“I got a friend named Whiskey Sam / He was my boonierat buddy for a year in ‘Nam / He said my country got just a little off track /Took ’em twenty-five years to welcome me back.”
Drive On – Johnny Cash
The flight attendant gently tapped my shoulder, “Sir, we’re about to make our decent,” she paused for just a second, “need you to raise your seat please.”
I stared at her for a minute not sure where I was, thinking I was still back there, “No,” I told myself, “that was just a dream.”
I sat up, straightened out my uniform, buckled my seat belt and prepared to touch down in Atlanta, but I was still, in my head, in Iraq.
The plane landed, we debarked, almost home but still a long way to go and then something odd happened.
“ ‘Scuse me corporal,” a cigarette aged voice called out.
I looked around to see who was calling out to me — granted there were plenty of other Soldiers walking off the plane with me but I was the only corporal. And then my eyes locked with his. Older guy, long hair, had the ragged look of a biker; the leather vest with POW/MIA pins, and the hat. The hat caught my attention – Vietnam Veteran.
“Just wanted to thank you for your service and welcome you home,” he said as he extended his hand.
As our hands clasped, I instantly thought of my father, a two-tour Vietnam vet. Dad never talked much about his experience except to say that he and his brothers were never treated right when they came home.
“No brother, thank you,” I replied back to him. “You guys didn’t get a fair shake … thank you.”
Our hands remained locked for a few minutes and finally the old vet spoke.
“Thank you brother, Godspeed.”
I walked on to my connecting gate and to my home in Ohio. I was only home for two weeks; I was going to enjoy every minute I could with my family. But, to this day, that interaction has stuck with me.
Say what you will about the war in Iraq but let me offer this, and I say this with no scientific data, just my interaction with that old vet in Atlanta and the encounters I’ve had since and continue to witness with regularity. I’m fairly convinced this war, this Iraq War has done more to finally put to rest some of the demons of that other war, the Vietnam War.
Everyday across America Soldiers are coming home from the wars in Iraq and Afghanistan and right there to greet them along side families and loved ones are the vets from that war. I’ve been on the receiving end of several of those encounters as well as witness to so many more I’ve lost track and it’s always the same. Old warrior welcomes home young warrior, young warrior expresses a gratitude old warrior never got. Somewhere deep down inside old warrior just healed a little bit.
Sitting in a VFW hall in Phoenix I quietly sat down in a darkened corner slowly sipping on a beer. Across the way a group of guys were chatting it up, telling war stories, showing off their scars acquired through hard lives. One of them peered over to take in his surroundings, the automatic, drilled-into-your-fucking-skull situational awareness kicking in. His eyes caught me and sized me up – you know the look.
“Hey young buck,” he called out. “Come over here.”

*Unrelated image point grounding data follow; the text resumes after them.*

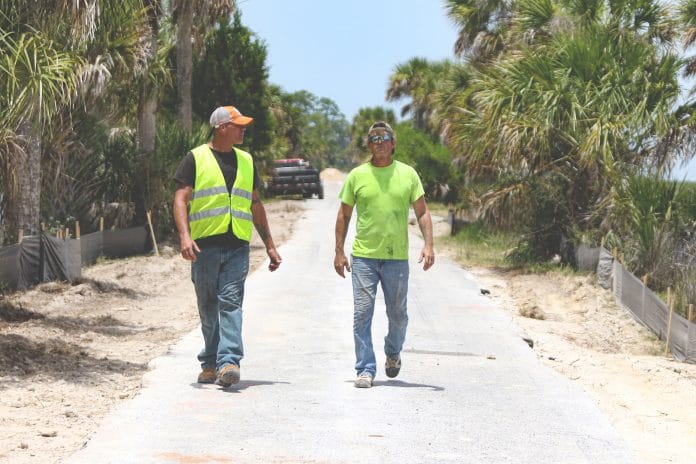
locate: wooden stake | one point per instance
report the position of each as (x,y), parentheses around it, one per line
(152,232)
(670,303)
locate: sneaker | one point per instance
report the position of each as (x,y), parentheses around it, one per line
(364,380)
(207,375)
(392,366)
(228,375)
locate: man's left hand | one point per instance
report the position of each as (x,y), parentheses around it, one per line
(427,257)
(275,259)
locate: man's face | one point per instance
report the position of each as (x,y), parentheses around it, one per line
(381,142)
(232,132)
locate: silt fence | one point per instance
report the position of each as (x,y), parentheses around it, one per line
(43,258)
(645,306)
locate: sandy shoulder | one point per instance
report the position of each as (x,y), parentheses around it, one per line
(648,396)
(70,353)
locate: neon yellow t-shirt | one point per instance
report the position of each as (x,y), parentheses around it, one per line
(382,198)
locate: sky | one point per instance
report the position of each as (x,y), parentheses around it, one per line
(346,50)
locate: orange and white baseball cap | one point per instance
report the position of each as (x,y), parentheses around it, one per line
(231,114)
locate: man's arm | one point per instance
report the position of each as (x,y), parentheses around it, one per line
(341,262)
(188,247)
(258,213)
(427,256)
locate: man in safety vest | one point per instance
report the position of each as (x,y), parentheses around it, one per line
(215,205)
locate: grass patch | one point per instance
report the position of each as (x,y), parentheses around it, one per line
(476,245)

I picked up the pack of cigarettes in front of me, grabbed my beer and slow walked up to the bar taking the trio in, sizing them up – some habits just never go away.

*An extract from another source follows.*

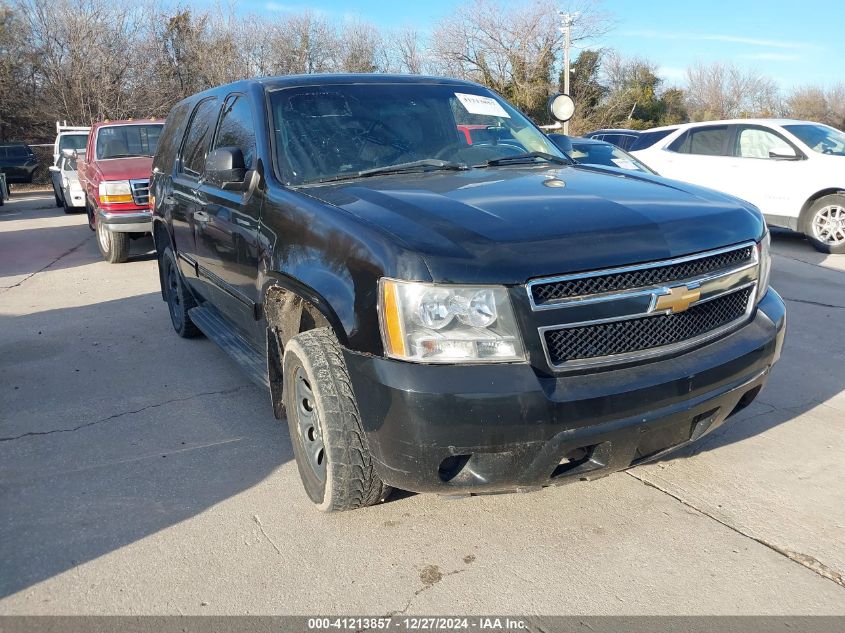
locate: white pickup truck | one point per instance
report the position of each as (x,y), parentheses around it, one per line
(70,137)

“Hey guys, how are ya’” I said as I slid into the empty seat next to the group.
“How’d a young buck like you get in here?” one of them asked me. “You a son or something?”

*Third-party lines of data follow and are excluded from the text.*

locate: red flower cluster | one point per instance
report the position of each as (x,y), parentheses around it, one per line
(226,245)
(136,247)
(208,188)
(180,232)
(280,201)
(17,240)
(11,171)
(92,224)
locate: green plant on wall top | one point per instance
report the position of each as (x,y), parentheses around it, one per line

“Nope, Iraq, ’04-’05,” I responded.
And just like that, we were brothers. We talked for hours. They told me their stories, I told them mine. Inevitably the conversation turned to home comings, the raw deal they got.
“But you know young buck,” the old vet said to me. “You guys didn’t get treated wrong, took this country of ours too many years to figure that all out.”
And then he went on to tell me of talking to returning vets, the warmth and grace in which they greeted him and his fellow vets and my suspicion of the healing powers of this war grew.
I’m not a supporter of the Iraq War, never thought it was the right war, never thought it was the right reasons or any and all of the reasons given for not going. But on some level, I’m glad. I’m glad because a generation of veterans is finally getting, even if just from fellow service members the “Welcome Home” they never got.
And then there’s my Dad. Dad never did talk much about Vietnam, not while I was a kid. Not after I joined the Marines, not after I joined the National Guard. And then I came home and Dad started talking.